The OP is right that experience helps but we were all beginners at one time or another and when I started woodworking, I didn't have 30 years of experience to keep me safe. I did have respect for the tools though, that I knew from growing up farming. It's sad that we don't have shop classes anymore in our schools to give kids the fundamentals and basic skills but we don't, so safety devices and electronics are a good start. I think they may be expensive but they are not something to be looked down upon.


----------



## MrRon (Jul 9, 2009)

ChefHDAN; I completely agree with you. I am also an amateur cook and have a serious respect for kitchen knives. If I'm asked to do some cooking at someone else's home, I always bring my own cutting tools and a sharpener. I watch my wife struggling to cut through something ranging from meat, chicken or bread with a dull knife, but when I give her a sharp knife, she says it's too sharp and that she will cut herself.
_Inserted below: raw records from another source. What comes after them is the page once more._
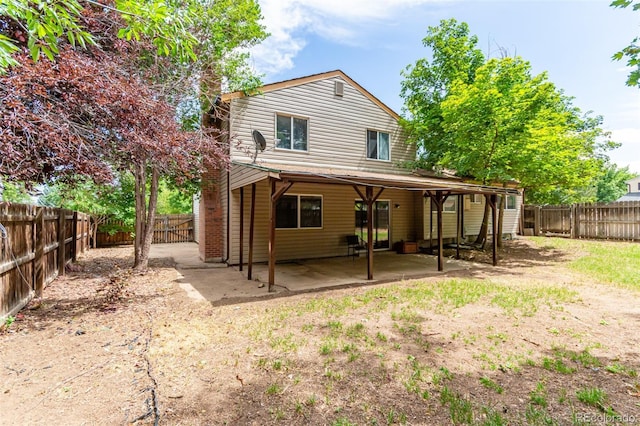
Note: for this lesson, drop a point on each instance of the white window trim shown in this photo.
(455, 205)
(366, 145)
(298, 212)
(291, 117)
(473, 196)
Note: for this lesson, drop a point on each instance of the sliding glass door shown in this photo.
(381, 223)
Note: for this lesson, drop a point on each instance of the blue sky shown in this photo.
(372, 41)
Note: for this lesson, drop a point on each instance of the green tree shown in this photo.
(499, 125)
(14, 192)
(611, 183)
(632, 52)
(174, 199)
(455, 57)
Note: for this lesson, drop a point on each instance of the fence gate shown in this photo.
(173, 228)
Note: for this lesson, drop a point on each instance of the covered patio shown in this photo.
(369, 187)
(219, 284)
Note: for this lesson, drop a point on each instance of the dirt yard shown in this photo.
(534, 341)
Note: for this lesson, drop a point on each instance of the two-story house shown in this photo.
(633, 190)
(316, 159)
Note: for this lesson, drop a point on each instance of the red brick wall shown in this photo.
(211, 216)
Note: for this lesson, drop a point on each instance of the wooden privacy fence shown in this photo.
(173, 228)
(610, 221)
(37, 243)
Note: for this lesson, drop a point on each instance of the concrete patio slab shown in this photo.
(220, 284)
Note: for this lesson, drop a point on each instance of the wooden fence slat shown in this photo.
(612, 221)
(37, 244)
(38, 275)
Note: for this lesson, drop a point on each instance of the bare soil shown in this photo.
(107, 346)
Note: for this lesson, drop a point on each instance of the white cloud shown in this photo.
(342, 21)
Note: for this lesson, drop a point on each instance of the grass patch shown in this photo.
(594, 397)
(538, 396)
(460, 409)
(490, 384)
(608, 262)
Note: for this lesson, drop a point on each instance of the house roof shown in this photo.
(405, 181)
(631, 196)
(226, 97)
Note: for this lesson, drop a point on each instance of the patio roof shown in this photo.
(406, 181)
(437, 189)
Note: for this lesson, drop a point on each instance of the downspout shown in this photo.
(228, 217)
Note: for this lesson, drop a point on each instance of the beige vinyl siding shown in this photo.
(338, 221)
(196, 217)
(337, 127)
(510, 220)
(473, 214)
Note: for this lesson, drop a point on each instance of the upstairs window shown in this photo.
(299, 211)
(291, 132)
(377, 145)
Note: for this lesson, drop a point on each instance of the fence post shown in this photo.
(165, 223)
(61, 238)
(536, 220)
(38, 261)
(74, 237)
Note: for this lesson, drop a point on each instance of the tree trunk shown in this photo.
(481, 239)
(140, 178)
(503, 200)
(147, 225)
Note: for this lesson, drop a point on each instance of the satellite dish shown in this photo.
(260, 142)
I try to explain to her that dull knives cause more serious cuts than a sharp one, but she doesn't listen. I keep my knives sharp by honing on a diamond sharpener before I start cutting. Not only does the knife cut through the toughest food easily, but safely. Raw chicken is one of those foods that demands a sharp knife. The skin slides around and can cause the knife to slip, if not sharp. Sorry to get off topic, but it is still a safety issue.


----------



## MrRon (Jul 9, 2009)

Somewhere I read a survey about how many people use their saw guards. I believe the majority said they never use the guard. I'm one of those who doesn't use one; in fact, the first time (35 years ago) I removed the guard from my brand new saw and never put it back on; I don't know what happened to it; I think I may have tossed it. The consensus seems to be that people regard it as dangerous when you can't see the blade and of course it can't be used when doing a dado cut. I don't advocate others disabling "safety" devices as it is up to them to decide for themselves. My comments are mainly directed toward experienced woodworkers and I realize inexperienced beginners need all the safety devices available, but as their experience grows, I hope safety will become instinctive. Safety with machines should be regarded with the same fervor as handling of firearms or knives or driving a car. So I say; know your machine. It should be regarded as a tool for good; not as an item to fear. I know there will always be those who disagree, but good common sense is a first place to start.


----------



## NoSpace (Jan 2, 2015)

All the injuries save one are minor cuts with either Japanese saw or carpet knife because I'm scrambling to finish something and I've been up hours and hours working on and can't let it go. Being awake is probably the #1 factor. As a relative newbie, I do a lot with jigs that keep my hands away from the blade and control the cut. For my TS, I have a crosscut sled with several safety features built into it. I over-jig with tools I'm not used to. Just finished a router table and finger-joint jig, never used either before. The wood is clamped to the backboard and jig pushed from the side of the table. some of this is overkill until the operation is familiar enough.


----------



## 000 (Dec 9, 2015)

There is no formula that will prevent accidents. 
So many things that can relate to being the cause it can't be written in a paragraph. 
You would have to write a whole book about it.
Many things can help prevent one though, being tired and stopping is certainly one thing.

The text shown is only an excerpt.